The full spec lives in docs/SPEC.md in the repo. The pages below summarize the parts you'll need to submit and to interpret leaderboard scores.

Task schema

Each task is a JSON document with: id, server,category (single-tool, composition, or recovery),difficulty, max_steps, goal (the natural-language ask shown to the agent), initial_state for the MCP server, available_tools, and a declarative success_predicate.

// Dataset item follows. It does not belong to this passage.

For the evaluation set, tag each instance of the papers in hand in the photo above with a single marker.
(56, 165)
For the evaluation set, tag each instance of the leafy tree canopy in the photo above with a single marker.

Predicates are server-namespaced (filesystem.fileExists, github.prMerged, postgres.rowExists, etc.) and compose with all / any / not so a task can specify multiple sufficient solution paths.

Scoring

Success rate (primary)
tasks_passed / tasks_attempted. Pass = predicate true and no budget exceeded.
Tool-call efficiency
Mean of tool_calls / max_steps over passed tasks. Lower is better.
Hallucinated-tool rate
calls_to_unlisted_tool / total_calls. Reported across the whole submission.
Recovery-from-error rate
On recovery tasks where the agent observed at least one error: did it still pass?

Submission

Two formats: hosted endpoint (we POST tasks to your URL) or Docker image (we run it in an ephemeral CF Container). Full step-by-step in /submit.

Anti-contamination

  • Private test set never plaintext on the open web.
  • Sandboxed runs — agents cannot phone task content home.
  • Cryptographic publication on retirement: (task_id, hash) attestations let anyone verify the set after the fact.
  • Monthly rotation; ~25% of tasks replaced per month.
  • Per-rotation anomaly detection on score jumps and per-task patterns.

Methodology

Tasks are sampled from per-server template grammars with bounded parameter ranges, then human-reviewed for predicate correctness and multiple-solution-path coverage. Verifier implementations are in packages/tasks/src/verifiers. Full details in the methodology page.

API

OpenAPI 3.1 contract: apps/api/openapi.yaml. Endpoints:

  • POST /submissions — submit (auth)
  • GET /submissions/{id} — status (auth)
  • GET /leaderboard — public
  • GET /tasks, GET /tasks/{id} — public dev set only
  • GET /runs/{id} — public if owner published trace

Versioning

Spec follows semver. Set rotation is on its own monthly cadence and does not bump the spec version. Each retired month gets a Historical-NNNN-MM tag that opens publicly.